Another way would be to put on the Quad Osnap and then use ‘Between’ on the top and bottom quads.
Thanks for all the options. I Sub-selected/copied the tube, run a plane through it and trimmed. Then copied the circle of the trimmed part. Pascal’s is what I was looking for. No need to create objects.
I was unaware of a “between” snap. But “Mid” finds the same point. I also have to start making use of “ExtractIsoCurves”
That method may not result in the exact center of the cylindrical hole if the surface is not planar or the normal to the hole.
You could also temporarily untrim the surfaces making the center snap available.
I see isocurve extraction works fine if the hole is through a solid and has left a cylindrical surface, but often I just see a hole through a curved single surface with zero thickness.

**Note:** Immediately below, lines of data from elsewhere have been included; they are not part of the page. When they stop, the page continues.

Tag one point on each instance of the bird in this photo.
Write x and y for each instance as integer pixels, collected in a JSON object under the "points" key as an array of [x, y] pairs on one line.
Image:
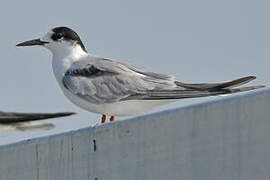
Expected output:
{"points": [[24, 121], [113, 88]]}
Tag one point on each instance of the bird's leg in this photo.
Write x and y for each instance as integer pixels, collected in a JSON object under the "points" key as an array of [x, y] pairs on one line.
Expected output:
{"points": [[112, 118], [103, 119]]}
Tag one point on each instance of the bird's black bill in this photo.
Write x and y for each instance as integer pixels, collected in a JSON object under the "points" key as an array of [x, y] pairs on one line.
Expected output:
{"points": [[33, 42]]}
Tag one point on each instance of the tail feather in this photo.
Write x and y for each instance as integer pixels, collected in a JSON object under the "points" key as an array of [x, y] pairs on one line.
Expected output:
{"points": [[183, 94], [215, 86]]}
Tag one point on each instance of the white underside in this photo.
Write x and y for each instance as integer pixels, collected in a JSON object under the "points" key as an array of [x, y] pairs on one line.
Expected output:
{"points": [[62, 61], [122, 108]]}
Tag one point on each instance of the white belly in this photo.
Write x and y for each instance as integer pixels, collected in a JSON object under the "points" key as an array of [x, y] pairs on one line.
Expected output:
{"points": [[122, 108]]}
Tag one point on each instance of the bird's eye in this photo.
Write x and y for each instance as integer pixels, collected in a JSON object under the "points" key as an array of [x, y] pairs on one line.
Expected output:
{"points": [[58, 35]]}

The projected curve really doesn’t have a center anymore, and we are really looking for the surface normal vector through the center of the planar circle that was originally projected. I think there should be a unique normal vector for any plane that can contain the original circle but how do you find it?
It should if it was a real circle originally and you use SimplifyCrv on the result of the projection to re-create a circle - also assuming that the projection is onto a plane that is parallel to the plane of the original circle, otherwise the projection will be an ellipse.
However, the Center osnap should also find the ‘center’ of a closed, planar curve even if it is not a circle…
You can, of course, avoid the hassle by creating a centreline first and drawing the cylinder around it.
@abrahamwechter Are you asking about a hole formed by a circle projected onto a flat planar surface which would be an ellipse, or the hole formed by a circle projected onto a curved surface?
Thanks David, mostly I work with curved surfaces so you are correct, I am asking about holes formed by projecting circles onto curved surfaces.
I’m posting a small experiment I did this morning to investigate this question.
Huge thank you Mitch for suggesting the SimplifyCrv tool to find a center of the projection. As you can see from the attached image and file a new center was found for a circle projected to a complex curved surface but it has moved very slightly. This deviation is insignificant for my work and I can use this as a practical solution.
However I am still curious. It seems to me there should be a unique vector back from the resulting curve to an unknown original circle and I would like to know if there is a way to find it.
hole in mandolin top 1.3dm (3.0 MB)
@abrahamwechter What do you know about the original circle before it was projected? Do you know it’s diameter? Do you know the plane containing the circle?
Determining the size, location and orientation of a circle which was projected onto a curved surface from the projection of the circle onto a curved surface is much more difficult than determining the projection of a circle onto a curved surface. It is somewhat like determining the 5th root of a number vs determining a number raised to the 5th power. The latter is simple arithmetic, the former requires a starting guess and iteration.
For some situations there may not be a single original circle which corresponds to a projection onto a surface. However I think there will be a finite number of original circles. This is similar to an algebraic equation may have multiple roots.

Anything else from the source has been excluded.